An ultra-fast, lightweight, and 100% offline local AI subtitle assistant powered by Tauri, Vue 3, and SenseVoice-Small.
简体中文 | English
Shiyu Subtitle is an ultra-fast, lightweight, and 100% offline local AI subtitle assistant designed for creators, developers, and power users. By combining the high-performance speech recognition of SenseVoice-Small with the modern, efficient Tauri + Vue 3 desktop framework, Shiyu delivers a premium, distraction-free subtitle generation and editing experience directly on your local machine.
- 100% Local & Private: No cloud API keys, no network required. Your audio, video, and transcripts never leave your machine.
- SenseVoice-Small Powered: Ultra-fast voice-to-text inference utilizing optimized ONNX Runtime. Compresses 1 hour of audio transcription into less than 1 minute.
- Smart Speech Segmentation: Advanced bilingual segmenting algorithms for natural, human-readable line breaks, bypassing model-native limitations.
- Temporal Offset Compensation: Integrated -150ms latency compensation, perfectly aligning subtitles to the audio waveform and correcting SenseVoice CTC peak delays.
- Modern & Sleek UI: A premium dark-mode glassmorphism interface featuring smooth micro-animations, synchronized wave previews, and seamless timing navigation.
- Silent Daemon Management: Seamless, headless backend process lifecycle control. The Python API starts and terminates invisibly alongside the Tauri GUI—no annoying command prompt windows.
- CI/CD Ready: Ready-to-go GitHub Actions configuration for automated multi-platform compilation (Windows, macOS, and Linux) with platform-native Python packaging.
graph TD
A[Tauri GUI - Vue 3 / Vite] <-->|Local Localhost API| B[Python Daemon - FastAPI]
B -->|ONNX Runtime Inference| C[SenseVoice-Small Model]
A -->|Tauri Command| D[Silent Process Controller]
D -->|Spawns / Terminates| B
- Frontend: Vue 3, Vite, Naive UI, Lucide Icons, Web Audio API
- Tauri Core: Rust (System windowing, silent process daemonization, registry isolation)
- Backend: FastAPI, Uvicorn, Python 3.10, ONNX Runtime (SenseVoice inference)
- Node.js (v18+) & npm
- Rust (stable toolchain)
- Python (3.10.x recommended)
- Clone the repository and navigate to the backend folder:
cd backend - Create a virtual environment and activate it:
python -m venv venv # On Windows: .\venv\Scripts\activate # On macOS/Linux: source venv/bin/activate
- Install dependencies:
pip install -r requirements.txt
- Download the SenseVoice-Small model (~230 MB) and place it in
models/sensevoice-small/:# From HuggingFace huggingface-cli download SenseVoiceSmall/model-onnx --local-dir models/sensevoice-small/ # Or download the ONNX model directly: # Download URL: https://huggingface.co/SenseVoiceSmall/model-onnx/resolve/main/model.onnx # Save to: models/sensevoice-small/model.onnx
⚠️ The model file is ~230 MB and is not included in the Git repository — download it separately.
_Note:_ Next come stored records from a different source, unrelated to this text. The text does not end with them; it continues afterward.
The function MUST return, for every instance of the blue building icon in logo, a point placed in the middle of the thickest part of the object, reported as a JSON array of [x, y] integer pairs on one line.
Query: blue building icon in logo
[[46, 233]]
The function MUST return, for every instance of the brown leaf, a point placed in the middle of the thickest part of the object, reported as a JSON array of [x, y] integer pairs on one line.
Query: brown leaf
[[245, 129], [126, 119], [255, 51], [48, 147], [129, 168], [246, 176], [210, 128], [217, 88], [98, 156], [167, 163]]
- Navigate to the frontend directory:
cd ../frontend - Install Node dependencies:
npm install
- Run the application in development mode:
npm run tauri dev
This repository includes a professional GitHub Actions workflow located at .github/workflows/release.yml.
To compile and package installers for Windows (.msi/.exe), macOS (.dmg), and Linux (.deb) simultaneously:
- Push your code to GitHub.
- Create and push a version tag:
git tag v1.0.0 git push origin v1.0.0
- The runner will download the model from HuggingFace, compile Rust code, bundle native Python environments, and publish draft installers to your GitHub Releases.
This project is licensed under the MIT License.